Faltou uma produção mais exigente. As faixas atiram para todo lado, sem na verdade, parecer uma guinada sincera para essas direções. Faltou planejamento, coesão, diálogo entre as múltiplas referências, falta um senso de álbum, de obra maior que as músicas separadas e um senso de todo que engloba as partes. É um problema semelhante ao do The Killers em seu Wonderful Wonderful desse ano. Além disso, falta desenvolvimento dos instrumentos para cooperar com os arranjos: algumas faixas soam interessantes, mas as escolhas equivocadas de instrumentação prejudicam. É tudo sempre muito denso e as ideias ficam competindo entre si sem nenhuma noção de hierarquia entre elas. Algumas bandas costumam trocar de produtores depois de um tempo, para não correr o risco de “viciar” no mesmo som e na mesma abordagem. Talvez esse seja o problema do Stereophonics: eles precisam de alguém diferente no comando.

A mixagem do álbum também é uma bagunça. Tirando os momentos de pouca instrumentação – as músicas acústicas – o álbum soa extremamente cheio e pouco definido: não conseguimos distinguir os instrumentos tocando, pois eles estão sempre muito próximos e terrivelmente embolados no espectro – isso também gera uma falta de energia e impacto. Não há bons timbres, nem bons truques e a mix segue a direção estabelecida pela produção: nenhuma. É tão incômodo em alguns momentos que parece que estamos ouvindo um conjunto de demos não lançadas e não acabadas, ao invés de um álbum de verdade. A abordagem densa-até-incomodar lembra muito a da mixagem do Who Built the Moon (2017) do Noel Gallagher, só que o ex-Oasis teve o cuidado de trabalhar bem suas canções e as melodias conseguem se sobressair bem diante da base. O Stereophonics não. As melodias, o quê pop, tudo isso é prejudicado pela instrumentação.

Depois dos dois últimos álbuns, que foram legais e audíveis, e dos dias de glórias dos ótimos Language. Sex. Violence. Other (2005) e Performance and Cocktails (1999), o Stereophonics soa agora como uma sombra/vulto/borrão do que um dia já foi. A jovialidade, rebeldia, melancolia controlada, guitarraria bem timbrada e toda aquela veia britpop está perdida no vento e a banda ainda não decidiu o que quer ser agora.
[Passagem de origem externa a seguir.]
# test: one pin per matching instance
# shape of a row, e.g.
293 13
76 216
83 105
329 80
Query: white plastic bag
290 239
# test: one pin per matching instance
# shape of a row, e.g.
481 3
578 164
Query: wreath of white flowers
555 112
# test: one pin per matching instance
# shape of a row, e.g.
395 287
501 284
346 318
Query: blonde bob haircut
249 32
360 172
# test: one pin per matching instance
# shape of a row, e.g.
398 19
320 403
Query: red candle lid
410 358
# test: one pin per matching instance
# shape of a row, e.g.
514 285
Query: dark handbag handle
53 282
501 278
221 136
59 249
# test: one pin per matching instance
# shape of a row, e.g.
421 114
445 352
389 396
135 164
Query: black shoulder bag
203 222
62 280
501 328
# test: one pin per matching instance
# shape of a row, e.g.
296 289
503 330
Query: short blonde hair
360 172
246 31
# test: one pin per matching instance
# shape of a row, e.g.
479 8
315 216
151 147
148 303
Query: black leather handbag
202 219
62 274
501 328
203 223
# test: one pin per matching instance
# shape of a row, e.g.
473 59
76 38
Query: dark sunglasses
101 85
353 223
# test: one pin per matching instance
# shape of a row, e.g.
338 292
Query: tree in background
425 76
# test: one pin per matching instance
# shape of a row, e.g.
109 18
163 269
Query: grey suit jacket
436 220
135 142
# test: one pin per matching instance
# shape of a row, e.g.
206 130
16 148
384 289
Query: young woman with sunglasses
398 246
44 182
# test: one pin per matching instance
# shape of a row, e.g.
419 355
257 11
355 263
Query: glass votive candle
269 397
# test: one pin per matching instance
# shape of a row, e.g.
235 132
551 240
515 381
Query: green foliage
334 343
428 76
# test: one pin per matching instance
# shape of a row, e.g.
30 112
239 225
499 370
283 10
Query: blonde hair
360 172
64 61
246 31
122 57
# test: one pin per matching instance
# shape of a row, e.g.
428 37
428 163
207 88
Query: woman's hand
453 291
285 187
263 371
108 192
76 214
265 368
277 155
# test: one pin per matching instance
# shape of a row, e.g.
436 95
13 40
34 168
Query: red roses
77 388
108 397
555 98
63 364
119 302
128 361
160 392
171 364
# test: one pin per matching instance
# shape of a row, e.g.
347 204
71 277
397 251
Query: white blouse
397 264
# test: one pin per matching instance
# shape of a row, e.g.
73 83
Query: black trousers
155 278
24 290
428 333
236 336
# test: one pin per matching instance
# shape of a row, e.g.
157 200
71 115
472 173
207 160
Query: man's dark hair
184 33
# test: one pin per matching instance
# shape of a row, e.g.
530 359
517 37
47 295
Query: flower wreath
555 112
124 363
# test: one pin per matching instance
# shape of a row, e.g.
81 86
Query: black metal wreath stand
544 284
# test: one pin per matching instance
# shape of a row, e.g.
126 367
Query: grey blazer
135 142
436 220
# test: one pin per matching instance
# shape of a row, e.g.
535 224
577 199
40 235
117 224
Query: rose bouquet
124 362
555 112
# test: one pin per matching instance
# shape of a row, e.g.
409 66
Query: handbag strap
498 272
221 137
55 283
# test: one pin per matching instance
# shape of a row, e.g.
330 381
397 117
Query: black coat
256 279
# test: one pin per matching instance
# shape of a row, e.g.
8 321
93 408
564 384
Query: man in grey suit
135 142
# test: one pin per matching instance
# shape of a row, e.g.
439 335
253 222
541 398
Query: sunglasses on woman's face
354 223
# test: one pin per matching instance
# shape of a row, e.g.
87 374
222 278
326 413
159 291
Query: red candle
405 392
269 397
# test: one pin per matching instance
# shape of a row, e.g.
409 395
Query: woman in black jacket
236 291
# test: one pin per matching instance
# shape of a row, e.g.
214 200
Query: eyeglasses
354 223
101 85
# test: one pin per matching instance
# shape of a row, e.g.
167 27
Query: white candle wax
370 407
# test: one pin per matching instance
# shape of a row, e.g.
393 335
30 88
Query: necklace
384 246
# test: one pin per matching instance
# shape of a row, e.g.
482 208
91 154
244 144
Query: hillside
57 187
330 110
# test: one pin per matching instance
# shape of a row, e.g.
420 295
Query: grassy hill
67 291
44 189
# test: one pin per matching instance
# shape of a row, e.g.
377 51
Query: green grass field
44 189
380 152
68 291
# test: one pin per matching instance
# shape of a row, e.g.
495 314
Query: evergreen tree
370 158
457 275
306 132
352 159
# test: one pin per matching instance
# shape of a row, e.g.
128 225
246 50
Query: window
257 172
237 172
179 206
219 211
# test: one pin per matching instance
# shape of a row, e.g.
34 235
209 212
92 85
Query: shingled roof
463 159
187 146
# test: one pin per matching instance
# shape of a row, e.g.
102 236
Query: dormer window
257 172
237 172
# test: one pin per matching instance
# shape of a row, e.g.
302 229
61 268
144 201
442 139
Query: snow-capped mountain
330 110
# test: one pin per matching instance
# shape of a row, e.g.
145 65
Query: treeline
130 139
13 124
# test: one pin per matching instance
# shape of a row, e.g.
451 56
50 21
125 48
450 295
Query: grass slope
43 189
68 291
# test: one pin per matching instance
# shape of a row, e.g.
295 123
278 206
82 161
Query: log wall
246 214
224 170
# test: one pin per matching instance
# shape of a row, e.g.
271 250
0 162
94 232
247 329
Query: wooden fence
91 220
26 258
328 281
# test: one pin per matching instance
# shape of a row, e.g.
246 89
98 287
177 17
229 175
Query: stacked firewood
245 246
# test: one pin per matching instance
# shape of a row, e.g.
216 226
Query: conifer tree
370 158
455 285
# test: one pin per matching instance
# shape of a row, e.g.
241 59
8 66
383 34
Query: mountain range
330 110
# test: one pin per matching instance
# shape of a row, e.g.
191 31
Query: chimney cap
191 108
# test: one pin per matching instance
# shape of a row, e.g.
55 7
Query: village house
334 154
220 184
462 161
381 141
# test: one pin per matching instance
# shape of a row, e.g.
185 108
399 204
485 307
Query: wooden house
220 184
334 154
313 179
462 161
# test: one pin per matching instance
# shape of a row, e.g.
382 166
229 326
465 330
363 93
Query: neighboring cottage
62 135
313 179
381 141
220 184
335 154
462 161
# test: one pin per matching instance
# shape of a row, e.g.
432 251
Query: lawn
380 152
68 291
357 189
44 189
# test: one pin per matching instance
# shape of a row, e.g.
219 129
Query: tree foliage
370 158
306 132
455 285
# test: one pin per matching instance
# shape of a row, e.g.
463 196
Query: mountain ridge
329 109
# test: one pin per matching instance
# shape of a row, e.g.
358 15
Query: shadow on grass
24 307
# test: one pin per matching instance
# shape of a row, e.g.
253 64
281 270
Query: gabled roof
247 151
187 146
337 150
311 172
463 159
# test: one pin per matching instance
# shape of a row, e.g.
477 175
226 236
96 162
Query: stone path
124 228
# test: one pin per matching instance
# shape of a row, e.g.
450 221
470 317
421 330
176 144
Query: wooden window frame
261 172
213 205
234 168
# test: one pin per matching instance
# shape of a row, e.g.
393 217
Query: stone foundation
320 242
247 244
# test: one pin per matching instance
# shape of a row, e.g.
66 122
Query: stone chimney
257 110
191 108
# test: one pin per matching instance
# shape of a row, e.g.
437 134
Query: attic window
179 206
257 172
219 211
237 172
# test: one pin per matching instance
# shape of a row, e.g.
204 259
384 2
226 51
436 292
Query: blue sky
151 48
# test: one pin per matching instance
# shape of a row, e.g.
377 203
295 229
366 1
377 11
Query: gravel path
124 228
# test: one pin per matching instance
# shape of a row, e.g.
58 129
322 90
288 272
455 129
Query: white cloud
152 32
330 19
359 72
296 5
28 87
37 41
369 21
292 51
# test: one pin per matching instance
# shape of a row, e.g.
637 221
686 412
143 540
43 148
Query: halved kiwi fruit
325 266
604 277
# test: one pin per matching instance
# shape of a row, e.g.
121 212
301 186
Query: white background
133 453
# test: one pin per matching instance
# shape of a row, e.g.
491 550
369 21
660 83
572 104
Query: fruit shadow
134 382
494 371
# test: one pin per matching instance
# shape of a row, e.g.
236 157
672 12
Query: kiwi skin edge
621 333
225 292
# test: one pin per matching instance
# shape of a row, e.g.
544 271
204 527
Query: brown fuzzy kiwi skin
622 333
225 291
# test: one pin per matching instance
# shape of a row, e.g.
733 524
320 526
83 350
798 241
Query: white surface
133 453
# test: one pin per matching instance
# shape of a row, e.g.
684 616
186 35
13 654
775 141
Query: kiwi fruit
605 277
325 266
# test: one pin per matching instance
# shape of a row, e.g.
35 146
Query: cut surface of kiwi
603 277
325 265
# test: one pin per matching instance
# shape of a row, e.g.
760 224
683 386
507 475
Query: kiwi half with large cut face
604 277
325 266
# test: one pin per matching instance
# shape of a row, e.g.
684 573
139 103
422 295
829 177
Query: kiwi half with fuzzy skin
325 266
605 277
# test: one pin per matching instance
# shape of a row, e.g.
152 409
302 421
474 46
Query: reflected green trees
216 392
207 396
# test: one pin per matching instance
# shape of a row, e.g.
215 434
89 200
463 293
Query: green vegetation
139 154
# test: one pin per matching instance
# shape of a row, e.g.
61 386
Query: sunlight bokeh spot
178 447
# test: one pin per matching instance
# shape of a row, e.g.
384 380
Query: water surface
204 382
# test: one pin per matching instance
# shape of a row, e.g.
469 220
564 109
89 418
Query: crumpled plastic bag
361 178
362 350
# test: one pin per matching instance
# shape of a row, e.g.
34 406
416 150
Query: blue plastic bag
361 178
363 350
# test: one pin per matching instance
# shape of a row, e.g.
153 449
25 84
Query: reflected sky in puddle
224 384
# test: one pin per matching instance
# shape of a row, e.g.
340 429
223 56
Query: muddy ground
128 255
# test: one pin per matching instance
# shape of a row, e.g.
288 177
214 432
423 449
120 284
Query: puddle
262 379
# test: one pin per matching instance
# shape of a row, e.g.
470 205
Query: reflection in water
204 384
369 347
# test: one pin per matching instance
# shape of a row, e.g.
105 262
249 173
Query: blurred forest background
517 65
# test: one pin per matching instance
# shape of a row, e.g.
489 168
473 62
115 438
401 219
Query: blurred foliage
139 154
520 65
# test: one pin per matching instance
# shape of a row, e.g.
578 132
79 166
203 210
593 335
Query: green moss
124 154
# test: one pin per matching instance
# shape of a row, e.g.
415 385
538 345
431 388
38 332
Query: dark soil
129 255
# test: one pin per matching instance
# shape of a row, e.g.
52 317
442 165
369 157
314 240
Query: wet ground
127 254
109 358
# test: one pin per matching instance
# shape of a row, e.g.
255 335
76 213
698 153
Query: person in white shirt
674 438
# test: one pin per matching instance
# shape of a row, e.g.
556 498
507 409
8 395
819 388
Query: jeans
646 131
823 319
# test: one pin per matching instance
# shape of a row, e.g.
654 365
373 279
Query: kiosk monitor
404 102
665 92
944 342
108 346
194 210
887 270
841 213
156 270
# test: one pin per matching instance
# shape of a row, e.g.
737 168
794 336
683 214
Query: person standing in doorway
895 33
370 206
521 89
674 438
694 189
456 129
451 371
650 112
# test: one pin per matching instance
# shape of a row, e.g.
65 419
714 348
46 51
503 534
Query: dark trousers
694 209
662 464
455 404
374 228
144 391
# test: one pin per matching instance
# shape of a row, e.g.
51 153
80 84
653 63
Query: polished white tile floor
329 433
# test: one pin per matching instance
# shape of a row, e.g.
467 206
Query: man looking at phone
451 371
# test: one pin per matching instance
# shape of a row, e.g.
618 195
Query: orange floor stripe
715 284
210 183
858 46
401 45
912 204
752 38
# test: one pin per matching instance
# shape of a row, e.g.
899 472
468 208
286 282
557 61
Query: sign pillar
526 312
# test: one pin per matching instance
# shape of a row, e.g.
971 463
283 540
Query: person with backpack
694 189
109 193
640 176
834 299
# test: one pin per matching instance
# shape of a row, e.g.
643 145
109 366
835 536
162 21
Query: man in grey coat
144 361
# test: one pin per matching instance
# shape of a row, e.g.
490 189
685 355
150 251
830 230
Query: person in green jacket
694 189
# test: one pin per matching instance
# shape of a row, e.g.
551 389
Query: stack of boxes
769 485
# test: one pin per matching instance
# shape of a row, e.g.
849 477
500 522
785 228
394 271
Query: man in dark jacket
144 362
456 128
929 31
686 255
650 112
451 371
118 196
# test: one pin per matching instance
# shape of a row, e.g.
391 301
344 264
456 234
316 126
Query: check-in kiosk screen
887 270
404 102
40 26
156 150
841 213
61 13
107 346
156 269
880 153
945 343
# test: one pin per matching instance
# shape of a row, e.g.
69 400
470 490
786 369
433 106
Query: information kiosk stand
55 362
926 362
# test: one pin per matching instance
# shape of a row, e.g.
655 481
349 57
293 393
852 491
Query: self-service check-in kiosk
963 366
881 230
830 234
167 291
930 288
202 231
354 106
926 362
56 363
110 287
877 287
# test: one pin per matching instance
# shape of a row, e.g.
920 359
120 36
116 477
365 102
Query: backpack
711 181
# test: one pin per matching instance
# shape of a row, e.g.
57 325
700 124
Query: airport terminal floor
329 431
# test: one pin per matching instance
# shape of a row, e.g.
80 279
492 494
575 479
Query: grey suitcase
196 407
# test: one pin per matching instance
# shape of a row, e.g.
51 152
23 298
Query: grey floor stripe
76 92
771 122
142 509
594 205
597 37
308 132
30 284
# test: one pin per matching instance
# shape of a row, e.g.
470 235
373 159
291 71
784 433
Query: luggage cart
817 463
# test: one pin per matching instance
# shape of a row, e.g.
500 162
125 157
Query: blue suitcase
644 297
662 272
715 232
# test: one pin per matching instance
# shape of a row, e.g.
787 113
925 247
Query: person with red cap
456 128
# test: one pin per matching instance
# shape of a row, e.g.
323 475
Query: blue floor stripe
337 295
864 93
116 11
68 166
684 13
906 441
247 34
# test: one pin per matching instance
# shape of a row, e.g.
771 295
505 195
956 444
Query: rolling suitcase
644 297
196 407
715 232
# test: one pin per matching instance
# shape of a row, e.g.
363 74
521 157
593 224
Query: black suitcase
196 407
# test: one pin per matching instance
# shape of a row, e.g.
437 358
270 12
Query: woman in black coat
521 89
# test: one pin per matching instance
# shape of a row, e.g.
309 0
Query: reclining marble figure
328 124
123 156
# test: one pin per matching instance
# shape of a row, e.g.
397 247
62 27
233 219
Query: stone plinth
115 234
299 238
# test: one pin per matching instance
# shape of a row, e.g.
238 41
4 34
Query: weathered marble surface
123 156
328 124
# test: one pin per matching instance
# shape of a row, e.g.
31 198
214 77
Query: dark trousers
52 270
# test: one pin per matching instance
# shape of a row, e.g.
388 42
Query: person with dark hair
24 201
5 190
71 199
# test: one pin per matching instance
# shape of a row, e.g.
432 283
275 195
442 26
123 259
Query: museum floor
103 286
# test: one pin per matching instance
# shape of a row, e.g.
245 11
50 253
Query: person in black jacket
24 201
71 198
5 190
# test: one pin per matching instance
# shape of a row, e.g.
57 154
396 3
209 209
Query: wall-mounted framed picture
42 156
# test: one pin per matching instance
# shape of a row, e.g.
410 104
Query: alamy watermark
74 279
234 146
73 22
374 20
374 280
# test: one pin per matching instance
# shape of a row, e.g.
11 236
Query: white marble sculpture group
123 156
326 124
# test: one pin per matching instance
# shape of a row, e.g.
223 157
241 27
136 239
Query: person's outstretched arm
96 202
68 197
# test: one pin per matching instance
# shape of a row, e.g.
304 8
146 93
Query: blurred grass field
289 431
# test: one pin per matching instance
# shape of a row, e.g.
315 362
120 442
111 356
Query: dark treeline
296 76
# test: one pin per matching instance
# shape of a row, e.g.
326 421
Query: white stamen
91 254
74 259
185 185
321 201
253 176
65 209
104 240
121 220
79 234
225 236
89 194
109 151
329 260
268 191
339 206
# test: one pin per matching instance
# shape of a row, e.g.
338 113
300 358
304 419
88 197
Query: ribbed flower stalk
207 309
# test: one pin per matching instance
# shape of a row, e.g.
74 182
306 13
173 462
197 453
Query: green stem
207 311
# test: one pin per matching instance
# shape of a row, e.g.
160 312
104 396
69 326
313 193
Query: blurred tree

Para os que gostam de ver a metade cheia do copo: temos faixas que mostram eles em arranjos diferentões e curiosos com relação ao que já fizeram antes; e a banda soa cada vez mais pop e esse pop é bem composto e pouco genérico. O problema é que eles parecem não enxergar esse potencial e não abraçam esse lado pop, preferindo um péssimo híbrido entre pop e outras referências, que não funciona bem. O resultado é uma verdadeira mixórdia sonora, sem referenciais claros, tão confuso quanto a ideia de andar sem ter um chão. Resta ouvir as maravilhas que já fizeram e torcer para que melhorem no futuro.